No. The easiest way to do this is just to say:
cmd.Parameters.AddWithValue("@usr", txtUserName.Text)
cmd.Parameters.AddWithValue("@pw", txtPassword.Text)
But please don't do that! Storing passwords in clear text is a horrible security risk. See here:
Password Storage: How to do it.[
^] - it's in C#, but the code is pretty much identical in VB.
"I thought that using
cmd.Parameter.add("pwd",SqlDbType.BigInt, 15).Value
is better than AddWithValue due to it can strict the Type/Length of the Input"
It can, yes. And that's a problem!
When you use the Add method with a text string and specify the length, the Add method truncates the string to the length you specify,
without telling you.
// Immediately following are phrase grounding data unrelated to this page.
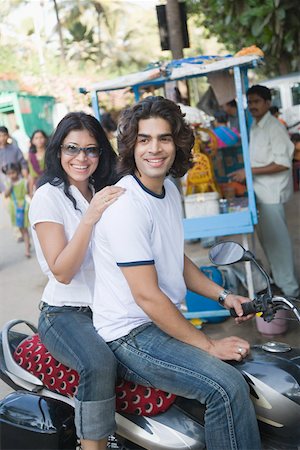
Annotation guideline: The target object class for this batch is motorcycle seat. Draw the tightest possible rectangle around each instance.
[13,334,176,416]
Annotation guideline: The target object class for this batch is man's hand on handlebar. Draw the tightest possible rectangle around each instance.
[223,294,256,324]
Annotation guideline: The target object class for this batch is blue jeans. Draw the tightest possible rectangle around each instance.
[108,323,261,450]
[39,304,117,440]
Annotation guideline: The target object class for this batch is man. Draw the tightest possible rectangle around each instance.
[230,85,299,298]
[0,126,28,191]
[222,99,239,131]
[92,96,261,450]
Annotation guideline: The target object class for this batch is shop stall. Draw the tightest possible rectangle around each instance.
[80,53,264,297]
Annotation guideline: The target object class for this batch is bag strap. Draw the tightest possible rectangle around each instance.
[11,187,26,209]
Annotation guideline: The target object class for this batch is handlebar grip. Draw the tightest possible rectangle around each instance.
[230,301,257,318]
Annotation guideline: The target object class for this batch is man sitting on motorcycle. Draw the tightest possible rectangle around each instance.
[91,96,261,450]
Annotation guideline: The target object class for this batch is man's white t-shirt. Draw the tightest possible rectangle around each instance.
[250,112,294,204]
[29,182,95,307]
[92,175,187,342]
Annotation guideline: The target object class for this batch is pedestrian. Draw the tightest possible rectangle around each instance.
[92,96,261,450]
[0,125,28,193]
[212,110,240,148]
[291,133,300,161]
[100,112,118,152]
[269,105,288,128]
[28,129,48,197]
[29,112,125,450]
[222,99,239,132]
[230,85,299,298]
[2,162,31,258]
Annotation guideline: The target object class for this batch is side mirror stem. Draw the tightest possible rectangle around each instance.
[244,251,272,298]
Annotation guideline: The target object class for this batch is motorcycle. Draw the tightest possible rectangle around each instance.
[0,240,300,450]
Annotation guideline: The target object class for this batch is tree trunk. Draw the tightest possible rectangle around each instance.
[278,54,292,75]
[52,0,66,64]
[166,0,184,59]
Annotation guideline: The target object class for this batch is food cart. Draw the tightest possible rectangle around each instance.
[80,54,264,297]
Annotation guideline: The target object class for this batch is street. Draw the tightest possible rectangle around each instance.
[0,196,45,397]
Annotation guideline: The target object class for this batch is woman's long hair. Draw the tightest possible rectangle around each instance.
[117,96,194,178]
[38,112,118,209]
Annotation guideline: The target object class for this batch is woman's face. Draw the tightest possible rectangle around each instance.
[60,129,100,188]
[32,131,47,150]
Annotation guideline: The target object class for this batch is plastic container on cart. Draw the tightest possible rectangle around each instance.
[256,310,289,336]
[184,192,220,218]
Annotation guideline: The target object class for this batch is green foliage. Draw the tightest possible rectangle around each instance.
[186,0,300,76]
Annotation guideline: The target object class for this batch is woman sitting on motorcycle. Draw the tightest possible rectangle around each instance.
[29,112,124,450]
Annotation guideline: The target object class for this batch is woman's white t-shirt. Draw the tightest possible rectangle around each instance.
[29,182,94,307]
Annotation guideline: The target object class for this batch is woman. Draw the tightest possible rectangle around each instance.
[29,112,124,450]
[28,129,48,196]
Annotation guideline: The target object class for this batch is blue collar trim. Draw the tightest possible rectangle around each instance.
[133,174,165,199]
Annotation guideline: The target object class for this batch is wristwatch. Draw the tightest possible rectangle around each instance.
[218,289,232,305]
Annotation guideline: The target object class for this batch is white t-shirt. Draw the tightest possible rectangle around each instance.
[29,182,95,307]
[250,112,294,204]
[92,175,187,342]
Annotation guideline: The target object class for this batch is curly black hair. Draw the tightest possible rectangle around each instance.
[38,112,118,210]
[117,96,194,178]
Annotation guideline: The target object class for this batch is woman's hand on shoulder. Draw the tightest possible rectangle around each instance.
[83,185,125,226]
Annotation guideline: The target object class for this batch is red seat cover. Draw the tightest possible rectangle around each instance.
[14,334,176,416]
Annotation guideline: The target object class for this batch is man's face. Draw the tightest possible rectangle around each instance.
[247,94,270,122]
[134,117,176,192]
[0,132,9,147]
[223,103,235,116]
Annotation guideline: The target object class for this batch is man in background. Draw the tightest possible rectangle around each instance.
[222,99,239,131]
[230,85,299,298]
[0,126,28,191]
[269,105,288,129]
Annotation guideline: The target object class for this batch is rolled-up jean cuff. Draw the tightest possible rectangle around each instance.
[74,395,116,440]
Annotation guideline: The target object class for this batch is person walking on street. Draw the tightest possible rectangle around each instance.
[29,112,124,450]
[230,85,299,298]
[2,162,31,258]
[0,126,28,193]
[28,129,48,197]
[92,96,261,450]
[222,99,239,132]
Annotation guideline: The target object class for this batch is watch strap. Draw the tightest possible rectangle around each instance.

So if you specify a string length of 20 characters and your user enters a 100 character comment, 80 characters will be discarded and you don't know. Worse - your user doesn't know and is instead assured that the database was updated correctly.
If you use AddWithValue, the whole string is passed through, and SQL will refuse to enter it and throw an exception back to your code - so you can tell the user there is a problem!
There is also the fun and games of changes to the DB needing to be reflected in the code and so forth, but throwing away user data without anyone knowing is much, much worse - because it is unfixable (the data can't be recovered) and that erodes user confidence in the system as a whole.
And still don't save passwords in clear text!